Nu riep Farao Moses en Aäron en zeide: Gaat heen, en brengt uw God een offer hier in het land.
26 Musa, “Bu doğru olmaz” diye karşılık verdi, “Çünkü Mısırlılar Tanrımız RAB'be kurban kesmeyi iğrenç sayıyorlar. İğrenç saydıkları bu şeyi gözlerinin önünde yaparsak bizi taşlamazlar mı?
Maar Moses antwoordde: Dat kunnen we onmogelijk! Want wat wij aan Jahweh, onzen God, als offer brengen, is een gruwel in de ogen der Egyptenaren. Wanneer we dus een offer brengen, dat een gruwel is in de ogen der Egyptenaren, zouden ze ons dan niet stenigen?
27 Tanrımız RAB'be kurban kesmek için, bize buyurduğu gibi üç gün çölde yol almalıyız.”
We moeten drie dagreizen ver de woestijn in, om Jahweh, onzen God, een offer te brengen, zoals Hij ons heeft bevolen.
28 Firavun, “Çölde Tanrınız RAB'be kurban kesmeniz için sizi salıveriyorum” dedi, “Yalnız çok uzağa gitmeyeceksiniz. Şimdi benim için dua edin.”
Toen zeide Farao: Ik zal u laten vertrekken, om Jahweh, uw God, in de woestijn een offer te brengen; maar ge moogt u niet te ver verwijderen.
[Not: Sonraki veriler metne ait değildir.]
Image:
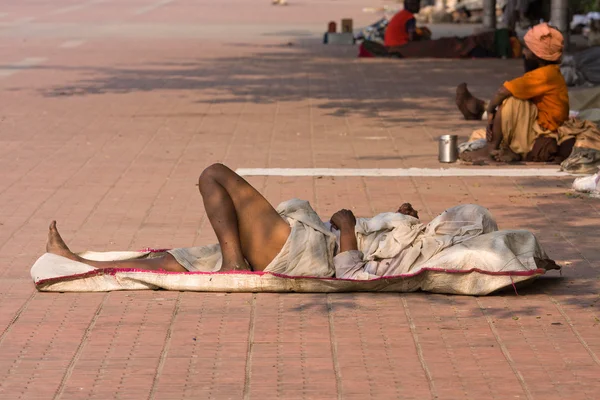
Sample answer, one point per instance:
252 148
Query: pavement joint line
415 336
403 172
11 69
250 353
560 232
70 44
166 346
334 351
69 370
574 330
504 350
16 316
152 7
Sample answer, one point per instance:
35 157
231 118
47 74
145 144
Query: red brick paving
109 137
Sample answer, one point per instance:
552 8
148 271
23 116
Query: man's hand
343 219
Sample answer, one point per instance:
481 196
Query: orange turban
545 42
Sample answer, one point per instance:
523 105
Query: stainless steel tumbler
448 148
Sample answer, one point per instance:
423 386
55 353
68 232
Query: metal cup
448 148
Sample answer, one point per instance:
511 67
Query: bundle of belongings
588 184
529 118
401 37
459 252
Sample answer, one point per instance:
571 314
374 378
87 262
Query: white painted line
76 7
402 172
152 7
69 44
11 69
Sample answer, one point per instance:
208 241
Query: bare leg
471 107
501 154
246 225
56 245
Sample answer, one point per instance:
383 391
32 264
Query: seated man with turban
525 115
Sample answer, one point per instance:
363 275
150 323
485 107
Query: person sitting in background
526 113
404 39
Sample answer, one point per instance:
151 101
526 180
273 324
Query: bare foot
471 107
241 265
505 155
56 245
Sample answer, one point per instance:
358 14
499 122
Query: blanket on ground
478 261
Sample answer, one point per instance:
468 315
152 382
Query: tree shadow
332 77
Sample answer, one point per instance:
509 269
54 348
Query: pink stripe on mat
114 271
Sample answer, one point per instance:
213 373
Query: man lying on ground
526 113
292 240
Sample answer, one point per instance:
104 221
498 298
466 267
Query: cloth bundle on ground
588 184
585 157
459 252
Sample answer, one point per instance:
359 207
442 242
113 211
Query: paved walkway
111 109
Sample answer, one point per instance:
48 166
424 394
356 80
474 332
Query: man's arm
501 95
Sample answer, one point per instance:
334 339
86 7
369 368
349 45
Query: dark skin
494 150
250 231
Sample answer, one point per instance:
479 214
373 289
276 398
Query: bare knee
213 173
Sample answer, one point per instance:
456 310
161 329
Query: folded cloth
476 267
496 252
520 128
472 145
308 250
588 184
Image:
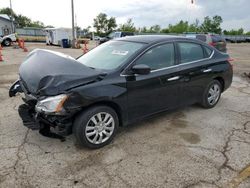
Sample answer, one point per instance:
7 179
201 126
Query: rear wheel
7 42
212 94
95 127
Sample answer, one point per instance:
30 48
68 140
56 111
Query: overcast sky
235 13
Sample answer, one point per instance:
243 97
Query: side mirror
141 69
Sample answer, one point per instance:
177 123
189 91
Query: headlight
51 104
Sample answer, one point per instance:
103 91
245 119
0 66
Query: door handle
207 70
174 78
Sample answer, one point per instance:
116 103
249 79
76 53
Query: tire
210 99
7 42
88 129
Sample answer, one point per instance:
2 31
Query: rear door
148 94
195 70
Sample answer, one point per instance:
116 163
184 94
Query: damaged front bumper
60 125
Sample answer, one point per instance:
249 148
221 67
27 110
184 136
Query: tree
212 25
180 27
234 32
8 12
103 25
155 29
20 20
128 26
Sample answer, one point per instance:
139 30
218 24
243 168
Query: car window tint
158 57
190 52
201 37
208 51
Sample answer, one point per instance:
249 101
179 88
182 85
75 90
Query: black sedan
116 84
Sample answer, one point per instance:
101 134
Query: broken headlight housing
52 105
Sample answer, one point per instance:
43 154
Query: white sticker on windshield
119 52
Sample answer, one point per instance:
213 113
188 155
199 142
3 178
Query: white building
5 25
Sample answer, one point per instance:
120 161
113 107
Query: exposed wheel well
221 80
112 105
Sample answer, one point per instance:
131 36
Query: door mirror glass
141 69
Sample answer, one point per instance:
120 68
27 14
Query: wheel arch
222 82
110 104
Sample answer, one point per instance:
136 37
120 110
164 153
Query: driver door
157 91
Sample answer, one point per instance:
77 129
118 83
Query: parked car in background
8 39
97 38
214 40
116 34
110 86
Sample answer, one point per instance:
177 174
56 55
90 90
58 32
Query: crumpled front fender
15 88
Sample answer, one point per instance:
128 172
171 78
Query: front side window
110 55
158 57
190 52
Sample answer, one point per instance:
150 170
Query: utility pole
73 25
11 18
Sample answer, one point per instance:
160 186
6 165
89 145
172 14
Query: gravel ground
187 147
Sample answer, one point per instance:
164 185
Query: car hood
48 73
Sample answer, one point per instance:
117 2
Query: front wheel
7 42
212 94
95 127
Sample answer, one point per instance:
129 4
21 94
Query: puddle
178 123
190 137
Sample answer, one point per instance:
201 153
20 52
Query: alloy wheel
100 128
213 94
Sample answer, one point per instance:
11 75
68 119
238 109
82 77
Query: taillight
212 44
230 61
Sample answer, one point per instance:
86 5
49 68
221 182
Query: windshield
110 55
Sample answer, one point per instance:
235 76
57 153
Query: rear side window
158 57
208 51
217 38
201 37
190 52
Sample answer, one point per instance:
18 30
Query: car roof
149 39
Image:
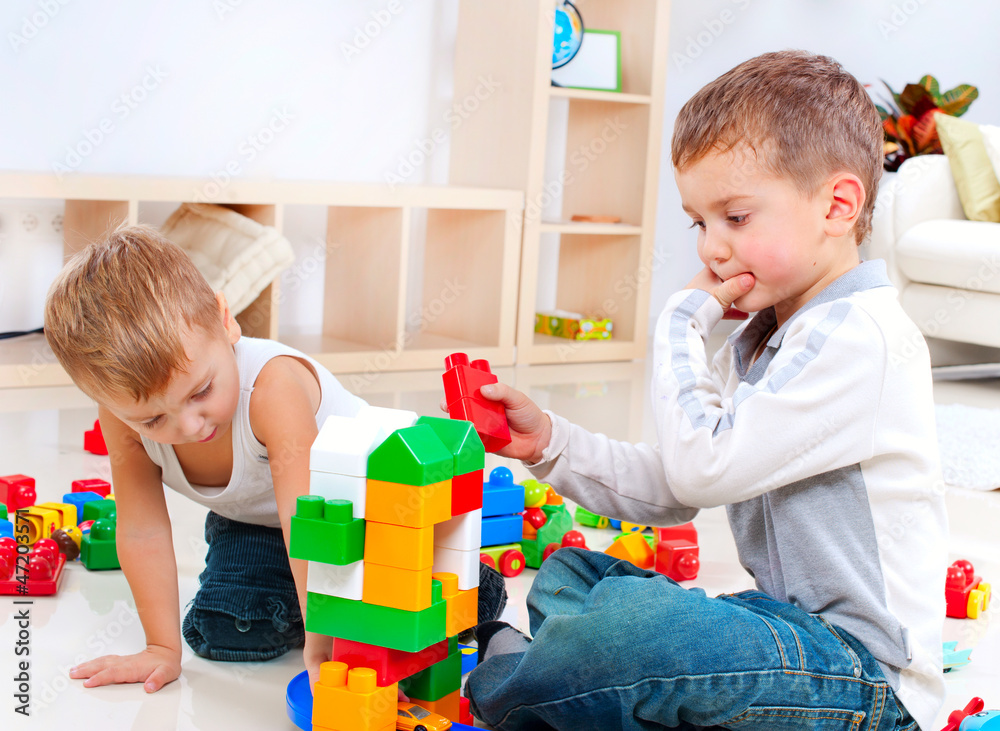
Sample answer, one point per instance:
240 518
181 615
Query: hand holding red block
462 381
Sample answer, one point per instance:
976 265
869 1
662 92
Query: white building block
463 532
388 419
343 581
340 487
343 445
465 564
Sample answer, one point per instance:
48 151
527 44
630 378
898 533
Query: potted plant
909 125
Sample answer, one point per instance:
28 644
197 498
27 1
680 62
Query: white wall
187 87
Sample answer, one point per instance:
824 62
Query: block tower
391 530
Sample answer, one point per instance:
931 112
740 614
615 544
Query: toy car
411 717
966 595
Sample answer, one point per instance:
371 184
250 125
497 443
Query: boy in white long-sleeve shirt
814 425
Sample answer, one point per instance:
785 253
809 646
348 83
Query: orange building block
461 607
633 548
399 545
409 505
351 701
449 706
389 586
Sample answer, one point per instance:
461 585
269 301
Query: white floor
41 434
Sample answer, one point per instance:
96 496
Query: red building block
93 440
41 575
16 492
462 381
390 666
101 487
678 559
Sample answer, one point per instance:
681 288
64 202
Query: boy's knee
243 635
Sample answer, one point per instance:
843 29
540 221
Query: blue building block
501 529
78 499
500 495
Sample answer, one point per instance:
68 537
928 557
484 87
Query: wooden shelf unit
611 167
471 254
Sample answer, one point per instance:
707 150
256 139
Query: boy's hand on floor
154 667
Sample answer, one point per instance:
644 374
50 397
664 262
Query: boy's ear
232 328
846 199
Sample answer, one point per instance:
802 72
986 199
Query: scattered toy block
17 491
351 700
464 564
678 559
326 531
93 439
101 487
98 550
329 579
399 545
393 628
389 665
389 586
462 606
463 532
462 383
416 506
Bidt dus voor mij.
29 Musa, “Yarın at sineklerini firavunun, görevlilerinin, halkının üzerinden uzaklaştırsın diye, yanından ayrılır ayrılmaz RAB'be dua edeceğim” dedi, “Yalnız firavun RAB'be kurban kesmek için halkın gitmesini önleyerek bizi yine aldatmamalı.”
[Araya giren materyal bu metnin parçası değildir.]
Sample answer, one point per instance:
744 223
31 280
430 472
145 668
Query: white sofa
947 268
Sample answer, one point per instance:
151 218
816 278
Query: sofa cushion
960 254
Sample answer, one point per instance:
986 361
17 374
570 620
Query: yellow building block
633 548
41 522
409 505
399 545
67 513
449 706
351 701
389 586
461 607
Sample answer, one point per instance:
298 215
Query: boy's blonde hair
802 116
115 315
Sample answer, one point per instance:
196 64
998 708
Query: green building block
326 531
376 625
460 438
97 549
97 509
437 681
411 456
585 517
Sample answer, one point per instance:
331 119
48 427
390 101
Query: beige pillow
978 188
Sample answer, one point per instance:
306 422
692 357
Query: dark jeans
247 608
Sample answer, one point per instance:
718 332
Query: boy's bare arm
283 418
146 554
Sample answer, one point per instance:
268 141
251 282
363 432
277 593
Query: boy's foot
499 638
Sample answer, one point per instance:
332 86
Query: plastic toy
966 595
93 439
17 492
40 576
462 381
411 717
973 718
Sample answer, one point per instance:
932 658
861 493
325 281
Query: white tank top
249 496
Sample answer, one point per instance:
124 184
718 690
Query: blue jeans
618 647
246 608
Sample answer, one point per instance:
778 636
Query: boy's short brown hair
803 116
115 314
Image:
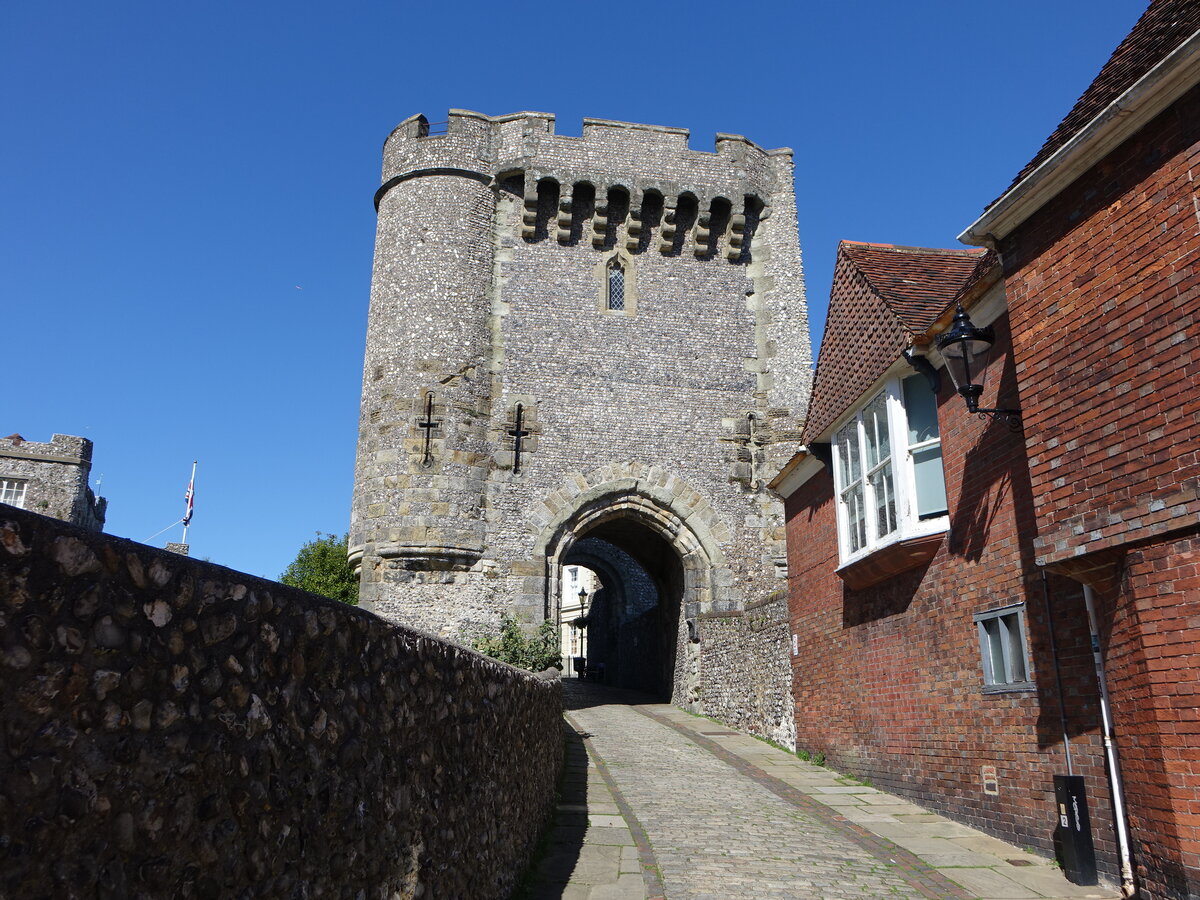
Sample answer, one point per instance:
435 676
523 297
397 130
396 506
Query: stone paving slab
660 804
Moses antwoordde: Zie, ik ga van u weg, en zal bidden tot Jahweh; morgen zullen Farao, zijn hof en zijn volk van de horzels zijn verlost. Maar laat Farao niet opnieuw ons bedriegen, door het volk toch niet te laten gaan, om Jahweh offers te brengen.
30 Musa firavunun yanından çıkıp RAB'be dua etti.
Moses ging dus van Farao heen, en bad Jahweh voor hem.
31 RAB Musa'nın isteğini yerine getirdi; firavunun, görevlilerinin, halkının üzerinden at sineklerini uzaklaştırdı. Tek sinek kalmadı.
En Jahweh verhoorde het gebed van Moses: Farao, zijn hof en zijn volk werden van de horzels verlost; geen een bleef er over.
32 Öyleyken, firavun bir kez daha inatçılık etti ve halkı salıvermedi.
Maar Farao bleef ook nu nog hardnekkig, en liet het volk niet vertrekken.